Voilà pourquoi chaque intervention est extrêmement longue. Il faut chaque fois avoir des discussions cliniques complexes et adapter notre approche, donc nous avançons à pas de tortue.
Une équipe qui travaille en santé mentale par exemple va se concentrer sur cet aspect de la santé d’un patient. Nous, nous nous occupons des gens avec de faux papiers, des cas de gériatrie pure qui devraient être placés en CHSLD et des questions relatives à la culture autochtone. Et bien entendu, les hommes et les femmes sont différents. La rue, c’est ça. Naviguer toutes ces différences et adapter notre approche à chacun de ces cas prend donc du temps.
360 : Pouvez-vous nous donner un exemple d’une intervention réussie?
Connexion : Récemment, deux femmes des Premières Nations ont été renvoyées dans leur région. Le processus a été long, mais il faut célébrer les petites victoires. Entendons-nous : leurs problèmes de santé sont loin d’être réglés, mais nous travaillions depuis longtemps à les renvoyer dans leur communauté, et nous avons réussi.

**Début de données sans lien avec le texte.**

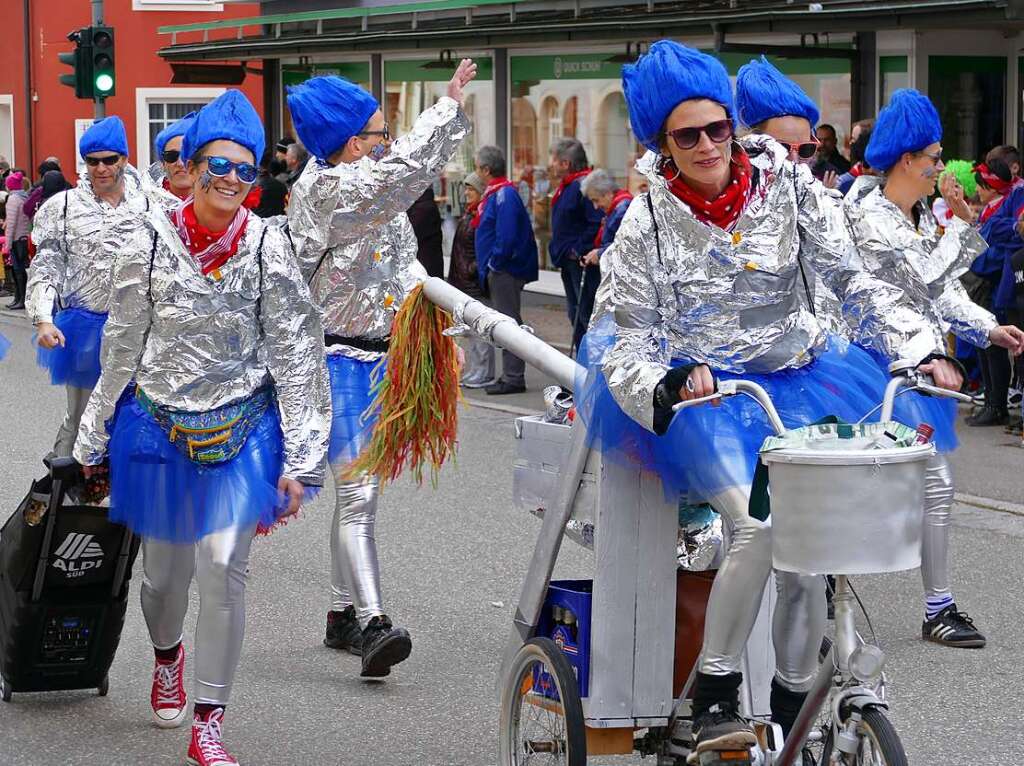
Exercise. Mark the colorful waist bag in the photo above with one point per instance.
(212, 437)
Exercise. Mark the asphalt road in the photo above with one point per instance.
(453, 560)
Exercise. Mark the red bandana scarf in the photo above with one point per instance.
(212, 249)
(725, 209)
(621, 196)
(565, 182)
(493, 186)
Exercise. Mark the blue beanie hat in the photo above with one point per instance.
(105, 135)
(908, 123)
(764, 92)
(173, 131)
(328, 111)
(229, 117)
(665, 77)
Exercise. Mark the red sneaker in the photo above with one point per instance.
(168, 695)
(206, 748)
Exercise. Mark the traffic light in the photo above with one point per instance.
(79, 64)
(101, 54)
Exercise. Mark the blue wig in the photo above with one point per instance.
(665, 77)
(328, 111)
(764, 92)
(230, 118)
(173, 131)
(908, 123)
(105, 135)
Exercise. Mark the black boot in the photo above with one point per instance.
(717, 723)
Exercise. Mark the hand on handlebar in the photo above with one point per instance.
(944, 374)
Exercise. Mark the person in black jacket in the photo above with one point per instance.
(426, 222)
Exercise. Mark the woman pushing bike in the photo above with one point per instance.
(901, 243)
(710, 278)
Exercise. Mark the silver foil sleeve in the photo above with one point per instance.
(334, 206)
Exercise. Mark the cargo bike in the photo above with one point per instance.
(597, 667)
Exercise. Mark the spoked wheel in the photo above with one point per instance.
(878, 745)
(542, 715)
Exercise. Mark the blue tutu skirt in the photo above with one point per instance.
(351, 393)
(710, 449)
(162, 495)
(912, 409)
(77, 362)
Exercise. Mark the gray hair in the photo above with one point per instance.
(571, 151)
(493, 159)
(598, 183)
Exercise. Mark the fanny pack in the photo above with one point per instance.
(211, 437)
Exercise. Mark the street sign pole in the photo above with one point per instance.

Ça nous a pris du temps parce que ces femmes souffraient d’alcoolisme chronique, et leur vol était long. Nous devions leur fournir un sédatif, mais elles n’avaient pas d’assurance-maladie. Les médecins sont très réticents à voir nos clients qui sont intoxiqués, donc le lien est difficile à faire. Après, nous avons dû négocier le billet d’avion avec les compagnies aériennes et décider avec les femmes de leur date de départ. Il faut travailler de façon concertée.
Dans environ la moitié des cas, la personne refuse de monter dans l’avion, ce qui nuit à notre relation avec la compagnie aérienne.
Il faut quand même respecter la volonté de la personne. Si elle veut retrouver sa communauté et sa famille, nous devons l’aider, que sa famille puisse lui offrir le soutien dont elle a besoin ou non. Un billet d’avion coûte très cher; en obtenir un gratuitement et s’assurer que le client ne gaspille pas cette occasion, c’est quand même une belle victoire. C’était tout un travail d’équipe!
360 : Que faites-vous quand un client refuse votre aide?
Connexion : Les gens que nous suivons régulièrement, nous pouvons facilement les garder à l’œil. Certains nous voient parler avec leurs amis et finissent par nous aborder. Mais si ça ne fonctionne pas, nous ne forçons personne.
Cela dit, si une personne est à risque, nous réévaluons la situation. Est-ce à la suite d’une décision éclairée qu’elle refuse notre aide, ou parce qu’elle est atteinte de délire psychotique ou de démence avancée?
L’itinérance n’est pas nécessairement un problème à régler. C’est un mode de vie pour certaines personnes. Il faut respecter leur rythme et leurs besoins. C’est notre responsabilité professionnelle de porter un jugement clinique minimal pour déterminer si la personne est en danger, en gardant toujours en tête sa volonté à elle.
360 : Suivez-vous toutes les deux les mêmes patients?
Connexion : D’habitude, non. Nous nous consultons. Nous connaissons les clients de l’autre. Et souvent, nous collaborons. Avec notre clientèle, il faut être généraliste.
360 : Quels types de médicaments avez-vous sur vous?
Connexion : Nous avons seulement accès à du Tylenol, de l’onguent, des seringues propres et des pansements. La plupart du temps, nous avons besoin de plus. Mais quand une personne n’a pas de carte d’assurance-maladie, c’est difficile. Des organismes peuvent l’aider, mais c’est plus compliqué. Nous devons faire le pont entre le système et le client, mais un gouffre les sépare souvent.
360 : Que faites-vous quand des soins plus spécialisés s’imposent?
Connexion : Les clients ne veulent pas rester longtemps sur une civière et souhaitent être traités avec respect. C’est pourquoi ils font le tour des hôpitaux. Notre responsabilité, c’est de les orienter vers les services. Certains services médicaux et psychiatriques sont seulement offerts dans le milieu hospitalier ou les centres de thérapie ou d’hébergement. Nous persévérons, même si nous ne pouvons pas toujours compter sur l’entière coopération des personnes qui ont besoin d’aide et des partenaires en mesure de l’offrir.